Quand fatigués, peut-être, de remettre constamment notre ouvrage sur le métier, nous nous laissons aller à la raison du plus fort ou du plus nombreux, prêtons un instant l’oreille, au moins un instant, et entendons que l’on frappe à notre porte. C’est l’Amen qui frappe à la porte de notre existence pour entrer chez nous, pour communier avec nous et nous avec lui. « Amen », c’est le nom de Dieu en Esaïe 65/16, que la traduction grecque LXX a rendu par alètinon, ce qui signifie « ce qui est vrai ». De même, quand Jésus dit « amen, amen, légo umin », cela est souvent traduit par « en vérité, en vérité, je vous le dis ». Plus que la vérité, c’est l’exigence de vérité, le désir de vérité, ce qui permettra d’atteindre un niveau supérieur de vérité.
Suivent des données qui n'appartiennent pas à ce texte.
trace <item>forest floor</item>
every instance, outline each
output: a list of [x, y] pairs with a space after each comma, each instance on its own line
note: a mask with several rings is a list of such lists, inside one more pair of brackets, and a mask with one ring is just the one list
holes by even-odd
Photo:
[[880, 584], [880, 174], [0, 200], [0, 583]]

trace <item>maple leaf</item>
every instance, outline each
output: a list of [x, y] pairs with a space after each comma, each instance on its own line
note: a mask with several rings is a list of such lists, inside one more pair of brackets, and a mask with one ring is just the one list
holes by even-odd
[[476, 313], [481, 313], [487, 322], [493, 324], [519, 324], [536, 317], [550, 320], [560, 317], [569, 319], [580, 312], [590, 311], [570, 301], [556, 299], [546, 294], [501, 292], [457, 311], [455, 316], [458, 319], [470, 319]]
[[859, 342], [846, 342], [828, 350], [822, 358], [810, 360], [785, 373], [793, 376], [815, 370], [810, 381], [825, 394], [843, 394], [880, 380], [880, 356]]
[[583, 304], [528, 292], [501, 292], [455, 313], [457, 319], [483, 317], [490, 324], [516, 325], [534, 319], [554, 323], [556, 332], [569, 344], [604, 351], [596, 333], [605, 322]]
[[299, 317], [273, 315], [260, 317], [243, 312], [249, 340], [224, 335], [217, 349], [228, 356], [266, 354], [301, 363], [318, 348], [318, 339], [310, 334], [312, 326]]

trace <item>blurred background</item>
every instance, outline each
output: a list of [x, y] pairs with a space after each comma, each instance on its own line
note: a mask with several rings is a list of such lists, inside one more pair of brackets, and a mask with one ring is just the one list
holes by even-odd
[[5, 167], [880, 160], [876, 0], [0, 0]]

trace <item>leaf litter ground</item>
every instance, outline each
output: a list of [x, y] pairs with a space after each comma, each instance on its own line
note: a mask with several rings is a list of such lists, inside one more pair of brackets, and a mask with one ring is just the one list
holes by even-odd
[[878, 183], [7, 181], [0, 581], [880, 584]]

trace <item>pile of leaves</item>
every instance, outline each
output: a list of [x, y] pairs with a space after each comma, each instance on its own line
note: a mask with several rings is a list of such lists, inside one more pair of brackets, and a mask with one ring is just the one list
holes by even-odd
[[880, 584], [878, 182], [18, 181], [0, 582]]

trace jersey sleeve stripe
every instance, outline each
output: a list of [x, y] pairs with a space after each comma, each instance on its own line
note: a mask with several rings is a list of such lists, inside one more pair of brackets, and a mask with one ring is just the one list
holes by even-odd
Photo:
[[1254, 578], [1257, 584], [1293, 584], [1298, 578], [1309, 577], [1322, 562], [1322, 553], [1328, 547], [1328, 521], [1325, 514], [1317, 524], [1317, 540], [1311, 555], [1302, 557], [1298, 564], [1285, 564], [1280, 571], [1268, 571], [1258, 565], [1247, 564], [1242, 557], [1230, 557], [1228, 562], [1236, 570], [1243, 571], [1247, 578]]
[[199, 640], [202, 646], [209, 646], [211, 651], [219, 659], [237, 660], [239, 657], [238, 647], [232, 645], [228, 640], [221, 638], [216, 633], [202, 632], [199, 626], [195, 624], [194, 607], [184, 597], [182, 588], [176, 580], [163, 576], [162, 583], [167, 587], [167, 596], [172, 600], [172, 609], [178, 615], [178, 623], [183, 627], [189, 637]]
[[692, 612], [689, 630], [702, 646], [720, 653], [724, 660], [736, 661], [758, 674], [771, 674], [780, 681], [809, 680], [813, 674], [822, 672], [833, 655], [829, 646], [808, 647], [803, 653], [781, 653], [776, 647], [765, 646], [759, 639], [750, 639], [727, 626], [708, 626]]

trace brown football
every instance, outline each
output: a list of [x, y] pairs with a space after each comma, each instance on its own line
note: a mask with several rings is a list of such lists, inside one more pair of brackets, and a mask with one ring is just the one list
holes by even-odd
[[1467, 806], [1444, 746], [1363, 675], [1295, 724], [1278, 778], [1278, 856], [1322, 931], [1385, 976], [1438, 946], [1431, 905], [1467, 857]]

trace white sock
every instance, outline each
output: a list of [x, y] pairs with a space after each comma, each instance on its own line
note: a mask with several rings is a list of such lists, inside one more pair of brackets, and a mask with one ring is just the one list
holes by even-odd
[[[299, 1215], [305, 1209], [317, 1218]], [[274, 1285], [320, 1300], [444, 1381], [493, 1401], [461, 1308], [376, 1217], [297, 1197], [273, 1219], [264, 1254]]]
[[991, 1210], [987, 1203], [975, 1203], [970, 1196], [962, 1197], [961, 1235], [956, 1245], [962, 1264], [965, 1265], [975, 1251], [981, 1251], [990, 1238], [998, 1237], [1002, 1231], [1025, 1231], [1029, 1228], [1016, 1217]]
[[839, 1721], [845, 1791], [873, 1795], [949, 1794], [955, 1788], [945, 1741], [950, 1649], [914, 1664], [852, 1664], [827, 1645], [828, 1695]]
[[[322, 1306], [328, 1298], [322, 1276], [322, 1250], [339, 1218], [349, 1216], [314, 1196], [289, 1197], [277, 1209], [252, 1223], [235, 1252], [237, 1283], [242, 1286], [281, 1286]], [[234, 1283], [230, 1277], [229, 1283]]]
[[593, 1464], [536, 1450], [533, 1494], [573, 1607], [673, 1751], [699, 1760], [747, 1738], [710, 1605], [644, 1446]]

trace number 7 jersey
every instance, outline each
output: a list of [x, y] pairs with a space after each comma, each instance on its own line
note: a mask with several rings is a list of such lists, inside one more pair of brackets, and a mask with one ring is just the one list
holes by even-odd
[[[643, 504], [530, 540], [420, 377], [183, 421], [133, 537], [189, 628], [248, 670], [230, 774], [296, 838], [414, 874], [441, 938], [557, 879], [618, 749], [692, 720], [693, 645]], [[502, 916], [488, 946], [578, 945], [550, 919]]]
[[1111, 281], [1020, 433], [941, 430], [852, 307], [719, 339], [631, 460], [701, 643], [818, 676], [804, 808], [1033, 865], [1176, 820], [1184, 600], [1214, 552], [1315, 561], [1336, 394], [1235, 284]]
Notons que la vérité ne vient pas nous frapper directement ; elle ne s’impose pas à nous de manière brutale : elle frappe à notre porte et il nous appartient de lui faire bon accueil – ou non. Dieu n’est pas ce qui nous corrige en nous frappant, mais en s’invitant à notre table, ce qui est considérablement différent. Dieu frappe à notre porte pour entrer dans notre existence dans une relation positive. Cela nous indique le caractère effectivement étrange de la vérité qui se présente sous les traits d’un étranger qui vient à nous et avec lequel nous allons nous nourrir. La vérité n’est pas en nous de toute éternité ; nous n’avons pas la science infuse. La vérité se découvre dans le dialogue avec l’altérité. La vérité n’est pas là : elle vient, et nous pouvons lui faire bon accueil, pourvu que nous acceptions de sortir de notre tiédeur. Non, nous n’avons pas le profil de suivistes, de tièdes vivant de l’air du temps avec nonchalance. Par la foi, nous sommes froids à l’égard de ce que nous découvrons opposé à l’espérance que Dieu suscite en nous et bouillants quand il s’agit de mettre les couleurs de l’Evangile dans notre vie.